Friday, July 11, 2014

The Invoking - Review - #GhostStories / #HorrorFilms


The Invoking (2013) **1/2
D: Jeremy Burg
C: Trin Miller, D'Angelo Midili, Brandon Anthony, Andi Norris, Josh Truax

Plot Synopsis: After inheriting a house from the family she never knew, Samantha Harris (Trin Miller) and three friends head to rural Sader Ridge to inspect the property. Soon after arriving, Sam begins to experience horrific visions of savage brutality and unspeakable evil. Plagued by the sinister forces closing in around her, Sam descends into a waking nightmare when the demons from her past refuse to stay buried any longer. 

Review: In The Invoking, a group of friends gather at an isolated farmhouse. From the get go, nothing quite seems right. At first, it's subtle. There's no hot water. Then it progresses to a friend mysteriously disappearing. Then one of the main characters starts to see things that aren't there. And there's the caretaker. On the surface, he seems like a decent guy. He's willing to help out whenever needed, but something about him seems off. 

As the story progresses, one character's insecurities causes friction amongst the group. Another character's past misdeeds come back to haunt them. And as all of this is happening, some back story involving the house and one character's now deceased parents is revealed. Turns out the place has had its share of trouble. The story being told here is always intriguing. The film gives you just enough that you wonder what is going to happen next, but not so much that the film becomes predictable.

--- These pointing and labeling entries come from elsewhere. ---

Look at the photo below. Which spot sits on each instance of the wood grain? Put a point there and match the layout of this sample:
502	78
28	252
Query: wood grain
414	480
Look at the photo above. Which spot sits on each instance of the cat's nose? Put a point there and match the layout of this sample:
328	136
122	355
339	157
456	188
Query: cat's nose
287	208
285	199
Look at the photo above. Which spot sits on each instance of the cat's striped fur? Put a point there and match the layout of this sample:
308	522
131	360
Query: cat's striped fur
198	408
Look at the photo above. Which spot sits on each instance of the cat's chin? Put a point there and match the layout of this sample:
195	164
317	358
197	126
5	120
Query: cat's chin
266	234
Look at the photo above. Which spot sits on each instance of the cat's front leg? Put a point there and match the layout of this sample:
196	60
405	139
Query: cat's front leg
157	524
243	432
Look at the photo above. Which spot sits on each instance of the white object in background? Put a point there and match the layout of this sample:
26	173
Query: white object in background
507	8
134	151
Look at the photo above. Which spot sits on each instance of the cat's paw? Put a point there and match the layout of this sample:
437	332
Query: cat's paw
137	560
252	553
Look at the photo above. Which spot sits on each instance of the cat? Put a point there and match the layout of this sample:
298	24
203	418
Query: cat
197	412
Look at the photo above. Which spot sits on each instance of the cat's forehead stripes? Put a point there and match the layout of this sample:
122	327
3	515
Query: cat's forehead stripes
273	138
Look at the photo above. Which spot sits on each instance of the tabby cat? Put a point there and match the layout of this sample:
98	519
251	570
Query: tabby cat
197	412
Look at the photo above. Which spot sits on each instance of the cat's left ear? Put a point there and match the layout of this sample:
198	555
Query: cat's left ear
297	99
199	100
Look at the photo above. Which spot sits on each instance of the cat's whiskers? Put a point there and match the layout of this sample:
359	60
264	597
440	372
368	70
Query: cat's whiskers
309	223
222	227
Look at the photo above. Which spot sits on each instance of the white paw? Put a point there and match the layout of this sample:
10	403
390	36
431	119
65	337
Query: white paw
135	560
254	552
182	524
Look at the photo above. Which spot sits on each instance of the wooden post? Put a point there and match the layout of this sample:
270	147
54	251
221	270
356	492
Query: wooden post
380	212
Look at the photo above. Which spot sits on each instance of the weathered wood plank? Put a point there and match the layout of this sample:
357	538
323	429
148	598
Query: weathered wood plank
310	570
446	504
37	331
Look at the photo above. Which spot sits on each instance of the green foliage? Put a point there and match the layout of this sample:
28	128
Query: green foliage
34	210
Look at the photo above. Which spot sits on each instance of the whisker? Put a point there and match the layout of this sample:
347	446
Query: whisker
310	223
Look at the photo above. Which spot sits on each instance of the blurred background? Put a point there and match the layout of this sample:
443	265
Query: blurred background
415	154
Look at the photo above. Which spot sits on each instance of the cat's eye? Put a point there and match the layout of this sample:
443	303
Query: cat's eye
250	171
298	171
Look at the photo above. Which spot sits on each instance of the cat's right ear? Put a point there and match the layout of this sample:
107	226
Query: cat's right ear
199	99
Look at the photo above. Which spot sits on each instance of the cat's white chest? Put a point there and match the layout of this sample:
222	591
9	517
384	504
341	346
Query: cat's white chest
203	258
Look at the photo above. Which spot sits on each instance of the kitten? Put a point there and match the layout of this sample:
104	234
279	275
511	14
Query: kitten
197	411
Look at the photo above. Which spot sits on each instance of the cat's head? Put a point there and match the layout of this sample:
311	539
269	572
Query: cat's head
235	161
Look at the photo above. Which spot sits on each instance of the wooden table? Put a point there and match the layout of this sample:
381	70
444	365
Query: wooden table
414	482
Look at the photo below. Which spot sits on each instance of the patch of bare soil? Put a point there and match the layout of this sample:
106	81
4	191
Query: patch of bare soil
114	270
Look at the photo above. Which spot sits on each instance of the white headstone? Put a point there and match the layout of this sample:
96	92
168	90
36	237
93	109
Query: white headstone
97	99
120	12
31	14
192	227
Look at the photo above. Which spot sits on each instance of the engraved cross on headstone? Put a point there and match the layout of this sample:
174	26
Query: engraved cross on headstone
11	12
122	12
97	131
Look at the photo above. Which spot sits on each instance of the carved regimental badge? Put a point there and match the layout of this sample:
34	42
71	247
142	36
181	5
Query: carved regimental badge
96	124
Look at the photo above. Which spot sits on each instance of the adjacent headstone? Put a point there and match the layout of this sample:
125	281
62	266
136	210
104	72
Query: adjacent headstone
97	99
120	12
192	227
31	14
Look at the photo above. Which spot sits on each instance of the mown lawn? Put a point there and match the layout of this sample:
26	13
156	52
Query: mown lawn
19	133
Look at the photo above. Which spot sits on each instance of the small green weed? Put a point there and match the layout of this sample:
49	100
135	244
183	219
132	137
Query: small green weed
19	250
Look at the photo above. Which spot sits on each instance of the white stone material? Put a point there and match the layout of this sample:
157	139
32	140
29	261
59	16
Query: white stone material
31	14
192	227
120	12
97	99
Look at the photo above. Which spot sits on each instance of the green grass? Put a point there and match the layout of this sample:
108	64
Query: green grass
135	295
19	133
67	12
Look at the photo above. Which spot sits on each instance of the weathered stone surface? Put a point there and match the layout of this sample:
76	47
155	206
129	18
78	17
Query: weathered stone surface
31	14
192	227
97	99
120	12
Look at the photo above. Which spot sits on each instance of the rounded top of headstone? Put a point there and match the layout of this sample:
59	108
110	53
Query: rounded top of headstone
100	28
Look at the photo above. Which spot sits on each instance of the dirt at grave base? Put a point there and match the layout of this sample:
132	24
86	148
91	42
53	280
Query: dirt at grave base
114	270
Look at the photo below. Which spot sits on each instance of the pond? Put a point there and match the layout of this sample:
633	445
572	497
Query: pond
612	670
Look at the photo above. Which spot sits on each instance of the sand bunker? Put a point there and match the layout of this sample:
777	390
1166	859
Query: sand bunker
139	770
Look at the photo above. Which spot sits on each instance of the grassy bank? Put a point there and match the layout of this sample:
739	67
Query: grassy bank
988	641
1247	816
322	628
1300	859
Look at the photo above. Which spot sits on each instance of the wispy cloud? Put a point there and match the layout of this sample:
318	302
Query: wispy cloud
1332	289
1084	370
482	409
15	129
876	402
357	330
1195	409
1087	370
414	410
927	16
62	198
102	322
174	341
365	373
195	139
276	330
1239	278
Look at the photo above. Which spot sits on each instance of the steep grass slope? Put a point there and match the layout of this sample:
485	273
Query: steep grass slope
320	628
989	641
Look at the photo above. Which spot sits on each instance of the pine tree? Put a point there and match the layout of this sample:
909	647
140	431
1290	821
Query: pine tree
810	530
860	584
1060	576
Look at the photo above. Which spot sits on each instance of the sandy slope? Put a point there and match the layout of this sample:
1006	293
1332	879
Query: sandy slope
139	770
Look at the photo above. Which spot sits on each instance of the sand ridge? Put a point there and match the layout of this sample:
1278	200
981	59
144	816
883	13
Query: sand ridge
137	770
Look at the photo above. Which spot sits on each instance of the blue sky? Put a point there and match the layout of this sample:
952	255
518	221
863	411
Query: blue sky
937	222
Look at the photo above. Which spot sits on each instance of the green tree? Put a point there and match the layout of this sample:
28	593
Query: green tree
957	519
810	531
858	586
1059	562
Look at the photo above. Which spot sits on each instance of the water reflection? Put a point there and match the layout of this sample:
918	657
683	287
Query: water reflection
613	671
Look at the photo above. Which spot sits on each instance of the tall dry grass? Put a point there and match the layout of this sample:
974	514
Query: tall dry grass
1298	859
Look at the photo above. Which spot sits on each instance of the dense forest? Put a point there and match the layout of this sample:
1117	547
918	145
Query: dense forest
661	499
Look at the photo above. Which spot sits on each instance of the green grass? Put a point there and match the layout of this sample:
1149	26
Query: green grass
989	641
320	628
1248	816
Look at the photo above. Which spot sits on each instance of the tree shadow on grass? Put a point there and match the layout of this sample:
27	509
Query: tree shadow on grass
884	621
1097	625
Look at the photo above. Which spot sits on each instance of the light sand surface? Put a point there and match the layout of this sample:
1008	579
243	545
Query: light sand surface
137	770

Is it the stress that the characters are enduring causing things to boil over? Is one character's sudden recollections of the past manifesting into something insidious? Are the events of the present causing the events of the past to intersect with one another? Or is it the other way around? Or could it just be something supernatural going on? Instead of using cats that jump out of nowhere or loud thuds to scare the audience, the film creates tension from a place that is more truthful by using the behavior of its own characters and there anxiety of being isolated, in the middle of nowhere.

On the performance front, every one is solid right down the line. The actors make you believe in the emotions that the characters are experiencing and as a result, I believed in what was happening in the film. Trin Miller provides a solid foundation for the film. Her performance is the glue that holds this together and keeps you present in what's happening. D'Angelo Midili exudes just the right balance of relatability & menace. This could potentially be a breakout role for him.

It's not until towards the very end that the film missteps. It's one of those endings where the audience is supposed to be cued into some surprise, some big revelation. Just one problem. I was never exactly sure what that big surprise or revelation was. I think I have an idea of what it was that they were trying to go for, but I'm not exactly sure. For a film that comes across as real and authentic, it's not until this moment that the film feels false.

The Invoking might not be able to sustain itself all the way till the end, but the film actually takes the time to establish an atmosphere that becomes so intense, in such a tangible way, that you could cut it with a knife. We might not know what it is that we should be scared of (until the film starts revealing itself), but we (as an audience) know that we should be scared. [Not Rated] 83 mins.